- Em 3 de janeiro de 2026, as forças dos Estados Unidos iniciaram uma operação de ataque na Venezuela, com apoio de aliados regionais e forças especiais.
- Na manhã de 3 de janeiro, o presidente Nicolás Maduro foi capturado na residência oficial em Caracas, e a deputada Cilia Flores também foi detida.
- A comunidade internacional reagiu de formas distintas: aliados dos EUA apoiaram a ação, enquanto outros condenaram a intervenção.
- O governo Maduro condenou a ação, qualificando-a como invasão ilegal e violação da soberania venezuelana.

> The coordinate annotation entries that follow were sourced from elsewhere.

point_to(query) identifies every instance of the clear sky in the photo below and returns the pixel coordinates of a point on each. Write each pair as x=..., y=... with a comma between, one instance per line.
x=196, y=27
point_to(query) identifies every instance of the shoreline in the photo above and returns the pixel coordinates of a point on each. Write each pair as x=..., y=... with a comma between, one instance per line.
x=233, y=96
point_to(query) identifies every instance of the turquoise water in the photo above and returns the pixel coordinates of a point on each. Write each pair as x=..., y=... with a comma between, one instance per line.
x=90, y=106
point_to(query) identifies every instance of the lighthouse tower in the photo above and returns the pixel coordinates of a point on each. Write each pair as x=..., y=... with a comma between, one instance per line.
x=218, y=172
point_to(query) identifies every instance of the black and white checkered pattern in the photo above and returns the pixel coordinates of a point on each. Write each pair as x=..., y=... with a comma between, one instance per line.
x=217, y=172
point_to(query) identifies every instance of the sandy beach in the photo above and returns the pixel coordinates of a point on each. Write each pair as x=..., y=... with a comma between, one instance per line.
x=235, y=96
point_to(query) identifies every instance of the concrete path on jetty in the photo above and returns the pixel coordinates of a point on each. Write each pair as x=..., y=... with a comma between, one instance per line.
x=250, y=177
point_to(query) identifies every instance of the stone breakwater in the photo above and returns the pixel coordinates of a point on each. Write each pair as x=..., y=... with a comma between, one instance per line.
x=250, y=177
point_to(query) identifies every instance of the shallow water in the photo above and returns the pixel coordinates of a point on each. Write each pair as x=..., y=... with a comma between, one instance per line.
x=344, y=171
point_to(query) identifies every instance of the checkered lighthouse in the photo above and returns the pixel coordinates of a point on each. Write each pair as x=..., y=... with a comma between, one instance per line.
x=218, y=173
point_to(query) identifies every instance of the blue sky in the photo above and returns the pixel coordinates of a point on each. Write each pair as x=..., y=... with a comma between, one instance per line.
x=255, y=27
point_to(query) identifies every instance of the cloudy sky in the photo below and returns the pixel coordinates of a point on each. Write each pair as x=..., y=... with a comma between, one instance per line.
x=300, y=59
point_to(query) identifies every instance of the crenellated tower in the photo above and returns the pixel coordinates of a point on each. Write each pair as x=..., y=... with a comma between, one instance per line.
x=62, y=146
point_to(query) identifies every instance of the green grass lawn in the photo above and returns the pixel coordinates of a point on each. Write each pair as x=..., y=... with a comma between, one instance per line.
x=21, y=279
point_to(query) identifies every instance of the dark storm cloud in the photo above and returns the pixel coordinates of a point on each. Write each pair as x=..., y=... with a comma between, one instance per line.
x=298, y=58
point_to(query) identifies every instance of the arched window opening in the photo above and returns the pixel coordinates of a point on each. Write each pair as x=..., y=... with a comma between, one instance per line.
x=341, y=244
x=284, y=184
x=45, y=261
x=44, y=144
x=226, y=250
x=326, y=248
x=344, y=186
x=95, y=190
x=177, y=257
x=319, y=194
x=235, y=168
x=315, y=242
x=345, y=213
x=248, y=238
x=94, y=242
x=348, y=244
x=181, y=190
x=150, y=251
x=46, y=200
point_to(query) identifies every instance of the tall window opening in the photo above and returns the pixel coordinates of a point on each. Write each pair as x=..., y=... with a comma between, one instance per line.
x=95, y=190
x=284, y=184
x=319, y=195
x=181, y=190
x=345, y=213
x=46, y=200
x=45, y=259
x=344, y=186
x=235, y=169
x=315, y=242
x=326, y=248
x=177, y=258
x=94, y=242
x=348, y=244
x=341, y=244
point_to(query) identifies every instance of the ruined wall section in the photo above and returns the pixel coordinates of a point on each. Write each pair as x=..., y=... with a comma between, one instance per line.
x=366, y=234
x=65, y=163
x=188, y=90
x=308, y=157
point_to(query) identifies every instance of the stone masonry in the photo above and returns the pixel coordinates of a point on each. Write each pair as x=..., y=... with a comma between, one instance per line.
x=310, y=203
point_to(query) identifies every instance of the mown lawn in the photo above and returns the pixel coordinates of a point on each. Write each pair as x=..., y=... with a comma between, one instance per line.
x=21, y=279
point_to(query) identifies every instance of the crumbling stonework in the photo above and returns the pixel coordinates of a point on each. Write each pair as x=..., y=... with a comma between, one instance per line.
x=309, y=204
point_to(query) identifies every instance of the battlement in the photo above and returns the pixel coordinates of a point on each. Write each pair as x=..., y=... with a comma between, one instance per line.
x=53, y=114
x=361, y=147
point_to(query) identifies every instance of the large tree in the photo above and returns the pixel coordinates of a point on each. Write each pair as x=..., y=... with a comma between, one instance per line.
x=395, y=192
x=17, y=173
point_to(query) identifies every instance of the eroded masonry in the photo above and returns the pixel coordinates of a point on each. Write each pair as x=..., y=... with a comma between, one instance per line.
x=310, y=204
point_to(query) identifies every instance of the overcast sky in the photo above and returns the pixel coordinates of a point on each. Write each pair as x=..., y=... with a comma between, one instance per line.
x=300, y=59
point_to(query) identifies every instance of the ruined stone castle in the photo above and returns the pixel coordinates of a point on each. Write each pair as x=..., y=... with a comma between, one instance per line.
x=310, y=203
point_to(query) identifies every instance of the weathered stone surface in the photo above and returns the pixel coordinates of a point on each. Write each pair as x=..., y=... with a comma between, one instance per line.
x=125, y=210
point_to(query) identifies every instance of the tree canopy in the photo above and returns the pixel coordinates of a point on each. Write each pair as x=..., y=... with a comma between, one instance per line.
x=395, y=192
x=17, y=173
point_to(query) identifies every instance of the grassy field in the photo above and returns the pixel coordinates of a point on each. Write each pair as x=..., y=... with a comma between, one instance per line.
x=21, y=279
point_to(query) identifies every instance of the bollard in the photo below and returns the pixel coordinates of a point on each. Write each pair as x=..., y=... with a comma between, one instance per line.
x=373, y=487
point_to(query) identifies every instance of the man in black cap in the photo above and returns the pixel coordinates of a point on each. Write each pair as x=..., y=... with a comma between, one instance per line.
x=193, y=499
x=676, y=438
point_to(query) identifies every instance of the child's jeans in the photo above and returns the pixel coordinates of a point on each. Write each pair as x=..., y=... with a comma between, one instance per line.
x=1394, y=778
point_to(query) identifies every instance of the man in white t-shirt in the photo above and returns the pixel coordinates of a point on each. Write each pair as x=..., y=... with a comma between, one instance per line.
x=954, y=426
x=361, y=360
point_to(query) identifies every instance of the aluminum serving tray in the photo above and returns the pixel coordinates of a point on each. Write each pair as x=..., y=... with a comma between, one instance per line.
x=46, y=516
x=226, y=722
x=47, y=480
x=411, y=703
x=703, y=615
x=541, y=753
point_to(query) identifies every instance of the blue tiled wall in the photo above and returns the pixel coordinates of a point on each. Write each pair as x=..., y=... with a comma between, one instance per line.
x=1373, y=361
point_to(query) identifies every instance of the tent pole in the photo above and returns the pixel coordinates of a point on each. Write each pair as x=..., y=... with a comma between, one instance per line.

- Maduro permanece sob custódia em uma base militar americana; a Venezuela vive momento de instabilidade política e social e a presença militar se fortalece nos dias seguintes.
O ataque militar dos Estados Unidos à Venezuela, iniciado em 3 de janeiro de 2026, resultou na detenção de Nicolás Maduro. O governo venezuelano, liderado por Maduro, também informou a detenção de Cilia Flores. A ação ocorreu em Caracas, com participação de forças especiais dos EUA e apoio de aliados regionais.
A operação foi executada na residência oficial do presidente, em Caracas, durante uma ofensiva surpresa. Tropas americanas capturaram Maduro na manhã do dia 3, segundo relatos preliminares. A detenção ocorreu sob custódia de forças militares dos EUA.
Reações internacionais foram diversas: aliados dos EUA apoiaram a intervenção; países críticos condenaram a operação. O governo Maduro classificou o ato como invasão ilegal e violação de soberania. Flores também foi detida segundo informações oficiais.
Consequências imediatas apontam para consolidação da presença militar dos EUA no país e busca de apoio internacional para a libertação de Maduro. Protestos surgiram em várias cidades venezuelanas, com chamadas pela libertação do presidente capturado.
Desdobramentos nos dias seguintes indicam continuidade da presença norte-americana na Venezuela, enquanto o governo de Maduro busca apoio internacional. A situação no país permanece de instabilidade política e social, segundo relatos publicados.
Impacto regional e perspectivas: o episódio representa uma escalada de tensões na região e pode influenciar o equilíbrio político sul-americano. A comunidade internacional acompanha os desdobramentos do conflito com atenção contínua.